The following trends underscore the need for a more accessible approach that LI brings to the table:
- Companies will start using data collected from cities, including fixtures like trash bins and traffic patterns, to plan their growth and market strategies: Public data from government/city sources will actually be used by private organizations to improve their own operations. The amount of public location data being generated will make IoT Hardware inseparable from the Location Intelligence software that makes it actionable.
- Marketing campaigns based on consumer proximity and daily habits will become standard practice: Data about where consumers eat, shop and socialize is increasing, and marketers will continue to lean on these insights to tailor data-driven advertisements based on real-time location. This will impact the look-and-feel of ads to draw attention and more accurately influence the consumers that are exposed to them based on personal preference and interest.

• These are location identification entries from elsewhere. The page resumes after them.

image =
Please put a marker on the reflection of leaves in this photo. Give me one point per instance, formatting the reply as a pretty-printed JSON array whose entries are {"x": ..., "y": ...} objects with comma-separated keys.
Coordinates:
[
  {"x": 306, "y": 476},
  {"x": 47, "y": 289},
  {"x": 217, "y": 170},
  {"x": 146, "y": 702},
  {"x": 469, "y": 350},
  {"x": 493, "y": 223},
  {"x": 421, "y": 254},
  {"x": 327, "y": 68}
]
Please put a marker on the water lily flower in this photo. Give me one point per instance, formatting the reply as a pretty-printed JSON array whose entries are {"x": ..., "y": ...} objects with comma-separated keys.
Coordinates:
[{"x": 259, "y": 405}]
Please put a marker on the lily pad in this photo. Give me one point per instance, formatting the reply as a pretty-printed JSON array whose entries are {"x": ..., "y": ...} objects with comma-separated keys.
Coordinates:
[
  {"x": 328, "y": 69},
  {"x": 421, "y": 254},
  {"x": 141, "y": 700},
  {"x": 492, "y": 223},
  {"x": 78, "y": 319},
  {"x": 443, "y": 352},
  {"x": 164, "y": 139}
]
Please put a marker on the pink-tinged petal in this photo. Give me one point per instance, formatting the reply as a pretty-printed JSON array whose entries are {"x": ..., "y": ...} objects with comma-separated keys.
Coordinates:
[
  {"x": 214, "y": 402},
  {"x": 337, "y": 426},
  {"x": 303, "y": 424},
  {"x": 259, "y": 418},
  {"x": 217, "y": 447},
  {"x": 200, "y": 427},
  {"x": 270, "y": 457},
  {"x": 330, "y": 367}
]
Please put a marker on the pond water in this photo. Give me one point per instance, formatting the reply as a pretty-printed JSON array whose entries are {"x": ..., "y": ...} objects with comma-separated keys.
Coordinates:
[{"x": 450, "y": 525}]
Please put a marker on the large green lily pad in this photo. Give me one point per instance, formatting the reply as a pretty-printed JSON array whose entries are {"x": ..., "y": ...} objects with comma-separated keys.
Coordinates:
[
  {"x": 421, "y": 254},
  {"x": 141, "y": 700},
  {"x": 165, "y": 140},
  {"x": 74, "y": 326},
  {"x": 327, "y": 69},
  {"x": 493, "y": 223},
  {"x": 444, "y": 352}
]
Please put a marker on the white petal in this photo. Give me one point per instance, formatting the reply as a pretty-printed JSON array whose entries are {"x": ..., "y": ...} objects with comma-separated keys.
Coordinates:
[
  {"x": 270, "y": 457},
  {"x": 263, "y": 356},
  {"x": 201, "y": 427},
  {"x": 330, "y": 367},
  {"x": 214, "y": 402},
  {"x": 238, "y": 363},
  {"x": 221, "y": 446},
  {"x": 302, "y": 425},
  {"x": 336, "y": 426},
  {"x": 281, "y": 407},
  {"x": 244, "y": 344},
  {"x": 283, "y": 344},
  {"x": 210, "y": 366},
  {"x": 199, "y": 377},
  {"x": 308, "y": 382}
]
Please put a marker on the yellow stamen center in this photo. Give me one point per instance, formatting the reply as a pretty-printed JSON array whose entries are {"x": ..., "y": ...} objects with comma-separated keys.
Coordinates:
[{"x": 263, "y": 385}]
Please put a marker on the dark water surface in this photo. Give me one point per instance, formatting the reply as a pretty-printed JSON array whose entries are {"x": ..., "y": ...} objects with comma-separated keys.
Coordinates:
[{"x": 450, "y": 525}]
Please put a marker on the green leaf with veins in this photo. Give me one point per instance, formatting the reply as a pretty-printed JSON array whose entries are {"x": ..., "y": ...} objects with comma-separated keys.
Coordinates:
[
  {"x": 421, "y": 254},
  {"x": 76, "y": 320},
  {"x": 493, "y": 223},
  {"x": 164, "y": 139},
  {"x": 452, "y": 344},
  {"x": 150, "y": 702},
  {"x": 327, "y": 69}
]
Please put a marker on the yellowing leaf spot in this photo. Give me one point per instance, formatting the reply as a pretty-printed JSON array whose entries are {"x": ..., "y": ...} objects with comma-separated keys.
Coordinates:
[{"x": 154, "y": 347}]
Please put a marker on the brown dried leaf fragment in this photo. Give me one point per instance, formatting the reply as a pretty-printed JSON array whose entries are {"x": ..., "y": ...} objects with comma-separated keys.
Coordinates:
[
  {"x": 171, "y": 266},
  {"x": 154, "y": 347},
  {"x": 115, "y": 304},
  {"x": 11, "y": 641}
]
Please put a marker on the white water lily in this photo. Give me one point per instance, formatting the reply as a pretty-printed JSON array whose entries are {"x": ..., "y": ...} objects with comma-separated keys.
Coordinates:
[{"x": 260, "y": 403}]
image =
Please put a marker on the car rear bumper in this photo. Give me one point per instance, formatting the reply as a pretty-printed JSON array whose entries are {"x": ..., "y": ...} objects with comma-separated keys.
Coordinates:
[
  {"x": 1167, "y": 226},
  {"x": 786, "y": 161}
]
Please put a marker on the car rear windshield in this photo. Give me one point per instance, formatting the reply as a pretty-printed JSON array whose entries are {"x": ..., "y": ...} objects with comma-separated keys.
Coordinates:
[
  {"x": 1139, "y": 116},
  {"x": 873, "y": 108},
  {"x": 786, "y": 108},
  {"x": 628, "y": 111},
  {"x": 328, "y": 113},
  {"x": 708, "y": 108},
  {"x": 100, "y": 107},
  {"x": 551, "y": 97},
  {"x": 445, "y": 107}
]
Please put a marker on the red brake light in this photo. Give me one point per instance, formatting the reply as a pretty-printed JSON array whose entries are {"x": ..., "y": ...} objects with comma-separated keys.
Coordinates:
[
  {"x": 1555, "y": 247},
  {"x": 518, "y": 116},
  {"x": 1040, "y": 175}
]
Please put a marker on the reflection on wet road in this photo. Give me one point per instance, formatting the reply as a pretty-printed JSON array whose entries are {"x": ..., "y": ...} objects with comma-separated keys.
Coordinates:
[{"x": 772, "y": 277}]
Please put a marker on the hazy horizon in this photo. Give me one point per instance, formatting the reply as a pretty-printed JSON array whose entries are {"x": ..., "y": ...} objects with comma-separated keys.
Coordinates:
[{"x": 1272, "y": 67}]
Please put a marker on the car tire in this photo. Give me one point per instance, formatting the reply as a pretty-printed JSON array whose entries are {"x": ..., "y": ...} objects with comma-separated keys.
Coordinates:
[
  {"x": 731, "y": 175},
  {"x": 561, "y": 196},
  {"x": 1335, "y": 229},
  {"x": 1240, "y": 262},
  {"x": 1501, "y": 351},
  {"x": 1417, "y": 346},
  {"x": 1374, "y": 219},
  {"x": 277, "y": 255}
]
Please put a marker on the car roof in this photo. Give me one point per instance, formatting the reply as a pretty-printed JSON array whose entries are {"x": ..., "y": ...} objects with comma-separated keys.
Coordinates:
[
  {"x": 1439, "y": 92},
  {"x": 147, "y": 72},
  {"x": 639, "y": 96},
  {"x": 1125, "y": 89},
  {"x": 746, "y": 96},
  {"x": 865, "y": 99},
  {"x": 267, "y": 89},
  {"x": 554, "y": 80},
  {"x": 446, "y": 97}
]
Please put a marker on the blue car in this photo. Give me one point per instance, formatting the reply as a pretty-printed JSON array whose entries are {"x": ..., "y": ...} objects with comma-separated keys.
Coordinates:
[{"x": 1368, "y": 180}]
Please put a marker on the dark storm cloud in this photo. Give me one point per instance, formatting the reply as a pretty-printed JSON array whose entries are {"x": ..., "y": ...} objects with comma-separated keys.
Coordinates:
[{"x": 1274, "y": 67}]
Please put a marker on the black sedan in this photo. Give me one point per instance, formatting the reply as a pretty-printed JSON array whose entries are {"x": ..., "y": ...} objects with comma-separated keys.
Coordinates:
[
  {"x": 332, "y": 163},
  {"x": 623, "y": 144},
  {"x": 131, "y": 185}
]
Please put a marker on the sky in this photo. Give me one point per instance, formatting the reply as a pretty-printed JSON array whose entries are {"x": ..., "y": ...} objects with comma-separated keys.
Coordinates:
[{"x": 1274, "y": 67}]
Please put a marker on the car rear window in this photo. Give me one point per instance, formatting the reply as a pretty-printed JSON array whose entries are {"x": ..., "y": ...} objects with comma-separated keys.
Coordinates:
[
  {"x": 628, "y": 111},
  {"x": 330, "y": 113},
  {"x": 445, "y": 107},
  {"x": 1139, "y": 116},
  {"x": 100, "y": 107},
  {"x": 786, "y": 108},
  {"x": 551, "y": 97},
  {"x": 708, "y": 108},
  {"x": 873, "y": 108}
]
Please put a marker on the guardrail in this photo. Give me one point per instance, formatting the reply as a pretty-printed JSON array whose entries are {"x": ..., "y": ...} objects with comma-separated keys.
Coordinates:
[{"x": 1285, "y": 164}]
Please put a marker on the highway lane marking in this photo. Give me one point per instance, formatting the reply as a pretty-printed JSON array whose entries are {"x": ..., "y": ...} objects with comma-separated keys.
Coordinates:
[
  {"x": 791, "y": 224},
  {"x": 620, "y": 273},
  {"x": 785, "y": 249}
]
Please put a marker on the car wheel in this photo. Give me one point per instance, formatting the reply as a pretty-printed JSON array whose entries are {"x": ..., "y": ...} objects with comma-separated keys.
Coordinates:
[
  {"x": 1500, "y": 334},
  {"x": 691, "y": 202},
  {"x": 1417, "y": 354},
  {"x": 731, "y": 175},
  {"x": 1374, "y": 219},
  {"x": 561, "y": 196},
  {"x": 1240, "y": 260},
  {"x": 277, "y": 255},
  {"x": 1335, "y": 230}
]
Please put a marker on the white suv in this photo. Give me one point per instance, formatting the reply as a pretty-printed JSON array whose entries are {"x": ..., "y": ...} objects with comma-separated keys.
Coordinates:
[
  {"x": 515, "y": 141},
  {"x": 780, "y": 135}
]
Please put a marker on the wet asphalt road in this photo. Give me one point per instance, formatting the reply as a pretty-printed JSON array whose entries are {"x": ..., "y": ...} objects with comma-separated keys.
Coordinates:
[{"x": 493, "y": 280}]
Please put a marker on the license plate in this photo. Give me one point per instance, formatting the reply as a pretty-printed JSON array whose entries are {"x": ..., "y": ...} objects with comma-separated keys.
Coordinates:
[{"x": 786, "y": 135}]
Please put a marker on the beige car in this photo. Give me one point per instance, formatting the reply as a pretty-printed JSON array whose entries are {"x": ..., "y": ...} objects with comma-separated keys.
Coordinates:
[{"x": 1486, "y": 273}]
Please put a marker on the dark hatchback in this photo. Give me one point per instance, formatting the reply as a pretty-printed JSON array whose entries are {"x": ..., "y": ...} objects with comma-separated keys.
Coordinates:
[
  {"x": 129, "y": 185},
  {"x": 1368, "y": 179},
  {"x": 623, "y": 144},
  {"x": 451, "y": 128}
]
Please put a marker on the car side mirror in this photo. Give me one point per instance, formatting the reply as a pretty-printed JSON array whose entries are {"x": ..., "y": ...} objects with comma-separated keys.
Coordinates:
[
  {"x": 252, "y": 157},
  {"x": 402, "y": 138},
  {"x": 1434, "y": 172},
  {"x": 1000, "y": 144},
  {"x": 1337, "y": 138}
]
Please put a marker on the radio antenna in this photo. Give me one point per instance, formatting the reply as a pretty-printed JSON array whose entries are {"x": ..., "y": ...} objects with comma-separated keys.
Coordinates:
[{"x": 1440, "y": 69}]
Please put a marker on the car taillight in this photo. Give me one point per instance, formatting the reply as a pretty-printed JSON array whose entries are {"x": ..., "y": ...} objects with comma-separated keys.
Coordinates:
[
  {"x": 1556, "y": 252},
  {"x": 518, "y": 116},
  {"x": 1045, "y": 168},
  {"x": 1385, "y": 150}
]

- Omnichannel will tell retailers how to optimize store locations: Omnichannel is in and here to stay. By 2021, e-commerce sales will have increased threefold to $4.5 trillion since 2014, but surprisingly, 90 percent of retail transactions still take place offline. As Retail Dive’s Consumer Survey reports, 62 percent of shoppers prefer to “kick the tires” with “To see, touch, feel and try out items” ranking as the top reason why consumers choose to shop in physical stores.
Retailers will start using customer and location data not just to plan the opening or closing of a store location, but to better understand exactly what role physical locations should play in the buyer’s journey. Some leading ecommerce brands are already creating micro stores to provide shoppers a place to try on online inventory or repurposing existing locations to serve as walk-in distribution centers for online purchases, providing the convenience of online shopping with the instant gratification of in-store pickup.
As an increasingly mobile and connected society, we generate a constant flow of data with a location component. By transitioning from GIS to location intelligence (LI), the ability to work with spatial data becomes more accessible to users of all levels and expertise, opening new doors and creating opportunities for organizations to work across data sets and gain insights never before available. Organizations may reimagine their entire business models to stay competitive, or cities evolve decade-old systems to better serve citizens. Already, consumers can see these insights creating subtle changes and improvements to the way they interact with brands, each other and their environments.